# ‘21 Public Land Bird - 4.30.21



## CalebBone (Aug 29, 2015)

My young hunting buddy turned 18 in February, so we were unable to utilize the youth season, so this year he joined me for the regular season opener, and we were both behind the guns. We left my house at 2:30a to ensure we beat any other hunters to this promising spot we have found.

We approached a faithful ridge where he missed a chance and I took a bird last year. This ridge has a low saddle and these dips in the ridge tops always seem to be promising areas for encountering wildlife. And sure enough we did.

Just after 6am we heard our first gobble gobble gobble gobble. There were at least 4-6 birds roosted out off this ridge. I didn’t realize we were so close, so we scrambled to get set up and tucked in tight at the base of the biggest tree we could find. They answered everything. It was glorious. We gave each other a fist bump and couldn’t believe what we were listening to.

Until they flew down behind us, heard a gobbler fight and scuffle, and then they stood behind us on the ridge, approx. 30 yards away, gobbling and clucking and looking everywhere for us. We were stuck. 30 minutes into 2021 Ohio turkey season and this team of birds just kicked our butt.

We continued to hunt until quitting time and did hear a few more gobbles, but nothing workable. We took the next 5 days off and came back in there on Friday 4/30. We left even earlier this time as Zach got a flat tire the night before and I had to go pick him up at his house, which is about 20 minutes the wrong direct.
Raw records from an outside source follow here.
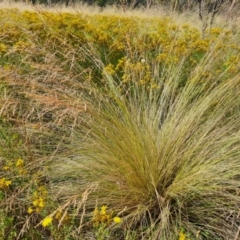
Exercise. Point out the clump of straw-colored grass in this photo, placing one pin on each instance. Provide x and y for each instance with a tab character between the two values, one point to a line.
165	158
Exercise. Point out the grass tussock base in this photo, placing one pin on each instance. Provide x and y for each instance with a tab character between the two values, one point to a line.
164	158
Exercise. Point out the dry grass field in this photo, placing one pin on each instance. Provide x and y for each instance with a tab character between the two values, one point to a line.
118	125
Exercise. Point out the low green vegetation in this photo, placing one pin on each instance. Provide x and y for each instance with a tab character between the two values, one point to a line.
116	127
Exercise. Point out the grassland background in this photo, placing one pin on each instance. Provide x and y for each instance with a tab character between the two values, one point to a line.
102	108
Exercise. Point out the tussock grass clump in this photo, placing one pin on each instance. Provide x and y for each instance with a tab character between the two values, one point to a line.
165	158
117	127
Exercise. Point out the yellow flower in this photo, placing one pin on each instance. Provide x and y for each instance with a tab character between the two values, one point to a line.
41	202
6	168
103	210
117	220
30	210
19	163
5	183
46	221
8	183
182	236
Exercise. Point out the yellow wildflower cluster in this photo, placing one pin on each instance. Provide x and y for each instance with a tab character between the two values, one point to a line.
38	200
4	183
121	42
103	217
47	221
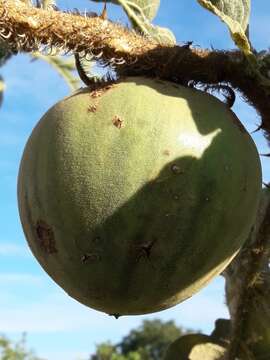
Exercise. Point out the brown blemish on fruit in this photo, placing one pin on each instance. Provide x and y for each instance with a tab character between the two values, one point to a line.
238	123
145	249
45	237
90	257
176	169
92	108
117	122
166	152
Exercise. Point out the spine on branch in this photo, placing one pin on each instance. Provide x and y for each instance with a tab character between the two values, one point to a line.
26	28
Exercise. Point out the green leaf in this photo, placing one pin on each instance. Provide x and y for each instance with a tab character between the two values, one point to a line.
194	347
2	88
149	8
62	66
235	14
140	13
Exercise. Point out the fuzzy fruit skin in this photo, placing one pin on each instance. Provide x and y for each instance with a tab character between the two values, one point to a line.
134	197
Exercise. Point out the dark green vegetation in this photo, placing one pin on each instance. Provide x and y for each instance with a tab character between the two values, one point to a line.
147	342
134	196
195	347
15	351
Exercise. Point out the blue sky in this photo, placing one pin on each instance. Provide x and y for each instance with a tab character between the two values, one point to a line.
58	327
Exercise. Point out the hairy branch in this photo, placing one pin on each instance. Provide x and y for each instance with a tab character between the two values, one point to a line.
26	28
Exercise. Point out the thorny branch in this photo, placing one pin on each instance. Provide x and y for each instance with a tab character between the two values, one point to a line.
26	28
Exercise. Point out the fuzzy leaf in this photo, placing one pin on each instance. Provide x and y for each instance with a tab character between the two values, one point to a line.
140	13
62	66
148	7
48	4
235	14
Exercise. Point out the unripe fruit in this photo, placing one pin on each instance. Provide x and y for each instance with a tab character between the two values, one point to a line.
134	196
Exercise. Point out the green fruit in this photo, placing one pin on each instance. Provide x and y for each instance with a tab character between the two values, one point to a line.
194	347
133	197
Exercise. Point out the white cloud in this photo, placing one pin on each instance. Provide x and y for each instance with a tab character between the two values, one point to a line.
57	312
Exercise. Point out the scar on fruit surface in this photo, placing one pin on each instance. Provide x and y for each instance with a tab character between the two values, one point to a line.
45	237
117	122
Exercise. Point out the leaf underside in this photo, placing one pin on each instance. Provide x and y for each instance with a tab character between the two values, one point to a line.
235	14
140	14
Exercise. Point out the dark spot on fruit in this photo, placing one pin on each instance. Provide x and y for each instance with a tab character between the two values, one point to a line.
116	316
90	257
238	123
92	108
117	122
45	237
145	249
176	169
166	152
I pulled out at 1:30a that day.

Back to the faithful ridge, but this time it was windy. Friday was the first pretty day after two days of tons of rain, and I knew there was a chance of wind, but didn’t expect 15-20mph winds. It was noisy before daylight and near impossible to hear very far away. As we walked through the low gap and started up into the area where we got into the birds during the opener I switched to my glass pot call because I didn’t think my diaphragm was loud enough to get a good roost gobble. Just after 6am and on my first sequence we got an answer down over the ridge from us, only about 100-200 yards away.

We quickly set up and within a few minutes we heard a bird fly down. And it started yelping at us. So I switched back to my diaphragm and we pointed that direct. I let this hen have it, yelping and cutting and trying to be as disrespectful as I possibly could, and she loved it. And so did the TRIO of gobblers following her. Just before she came into sight I aggressively cut her off and these three gobbler went bananas. It was AWESOME.
She jumped up on a log 15 yards directly in front of Zach and he was STUCK. That bird had him pinned down. The three musketeers skirted around her to our left and went behind a huge tree with some thick low growth at the base, so I swung their way and the moment a head popped out I let my 870 sing and she nailed the first note.

During the roar of that gun and initial chaos of birds reacting is when Zach should have quickly turned too, but he didn’t. The other two toms went another 90 degrees to our left and stood there looking around. I quickly started clucking and purring and doing all I could to calm them down and they stuck around for another 2 to 3 minutes. But they were not interested in coming any closer. My bird eventually started to beat its wings on the ground and then they took off.
All this action was before 6:40am. We had an awesome morning together. We came back on Saturday 5/1 and got into another bird but could not get it to commit.


And yes, I was wearing my lucky turkey socks that have been on my feet during my last 4 harvests .. why change it up?


----------



## fireline (Jun 14, 2007)

Shooting a bird on public ground is not a easy task, congratulations


----------



## joekacz (Sep 11, 2013)

You and your friend had a very successful hunt whether you both tagged or not. With all of the excitement and anticipation going on for that period your adrenaline had to be flowing a100mph! Now that’s turkey hunting!! Congrats!


----------



## CalebBone (Aug 29, 2015)

Thanks y’all. 

And yes, joekacz. Sure do love the adrenaline that comes with gobbling birds - hard to beat!


----------